Ich erschauerte, und der Schmerz kehrte zurück und verschlug mir den Atem. Sophos hielt meine Hand, bis er sich legte.
»Alle haben zu dir hinuntergesehen«, sagte er. »Dann blickten wir uns nach Ambiades um, und es war ihm gleichgültig. Ich will damit sagen, dass wir sehen konnten, dass es ihm gleichgültig war, dass du tot warst. Ich glaube nicht, dass es ihm noch auf irgendetwas ankam, auch nicht auf mich oder den Magus oder Pol. Und Pol … er hat einfach eine Hand ausgestreckt und Ambiades über die Kante gestoßen.

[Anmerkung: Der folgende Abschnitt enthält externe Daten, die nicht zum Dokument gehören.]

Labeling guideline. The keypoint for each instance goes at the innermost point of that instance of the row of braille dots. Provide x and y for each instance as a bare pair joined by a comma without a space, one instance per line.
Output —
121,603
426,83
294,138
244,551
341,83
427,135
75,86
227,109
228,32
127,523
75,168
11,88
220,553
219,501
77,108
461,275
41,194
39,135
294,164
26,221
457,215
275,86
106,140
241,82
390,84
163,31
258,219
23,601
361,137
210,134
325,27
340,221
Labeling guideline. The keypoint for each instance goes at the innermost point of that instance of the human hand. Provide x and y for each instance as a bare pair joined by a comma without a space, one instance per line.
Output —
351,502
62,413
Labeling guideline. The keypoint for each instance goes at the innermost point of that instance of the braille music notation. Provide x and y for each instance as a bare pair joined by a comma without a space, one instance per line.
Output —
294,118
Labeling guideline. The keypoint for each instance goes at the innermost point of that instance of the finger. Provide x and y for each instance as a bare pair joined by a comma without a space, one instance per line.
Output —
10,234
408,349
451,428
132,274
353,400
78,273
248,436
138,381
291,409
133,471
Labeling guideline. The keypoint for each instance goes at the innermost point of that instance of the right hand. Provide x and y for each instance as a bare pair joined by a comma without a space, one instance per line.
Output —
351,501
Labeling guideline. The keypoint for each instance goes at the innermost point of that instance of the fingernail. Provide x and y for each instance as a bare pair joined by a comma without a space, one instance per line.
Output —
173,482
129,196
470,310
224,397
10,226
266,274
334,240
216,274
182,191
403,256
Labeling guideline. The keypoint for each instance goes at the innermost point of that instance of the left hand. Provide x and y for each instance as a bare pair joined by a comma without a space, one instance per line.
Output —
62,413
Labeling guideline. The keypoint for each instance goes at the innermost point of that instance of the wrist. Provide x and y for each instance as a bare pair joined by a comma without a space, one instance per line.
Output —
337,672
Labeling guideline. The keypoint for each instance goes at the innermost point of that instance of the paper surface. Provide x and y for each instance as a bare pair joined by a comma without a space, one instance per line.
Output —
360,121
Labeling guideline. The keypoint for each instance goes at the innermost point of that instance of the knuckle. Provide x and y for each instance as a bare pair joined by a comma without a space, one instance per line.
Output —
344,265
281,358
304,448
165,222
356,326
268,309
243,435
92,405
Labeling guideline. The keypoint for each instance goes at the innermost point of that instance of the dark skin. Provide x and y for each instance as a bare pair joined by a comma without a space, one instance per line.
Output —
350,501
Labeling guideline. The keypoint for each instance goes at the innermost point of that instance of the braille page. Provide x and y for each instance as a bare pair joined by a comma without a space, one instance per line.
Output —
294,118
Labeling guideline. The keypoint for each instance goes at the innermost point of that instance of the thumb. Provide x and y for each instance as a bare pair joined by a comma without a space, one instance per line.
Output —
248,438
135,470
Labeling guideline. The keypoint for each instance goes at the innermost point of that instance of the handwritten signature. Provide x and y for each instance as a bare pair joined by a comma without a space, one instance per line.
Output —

Und dann …« Sophos hielt inne, um noch einmal tief Luft zu holen, bevor er fortfuhr: »Dann hat er sich selbst von der Klippe gestürzt, mit zweien der Attolier. Der Magus versuchte, sein Schwert zu ziehen, aber die Soldaten schlugen ihn nieder.« Sophos zog die Knie bis an die Brust und wiegte sich vor und zurück, während er weinte.
Mit einer langsamen Bewegung hob ich eine Hand bis an sein Bein, um es zu drücken. Mir fiel nichts ein, was ich hätte sagen können. Ich hatte Pol gemocht.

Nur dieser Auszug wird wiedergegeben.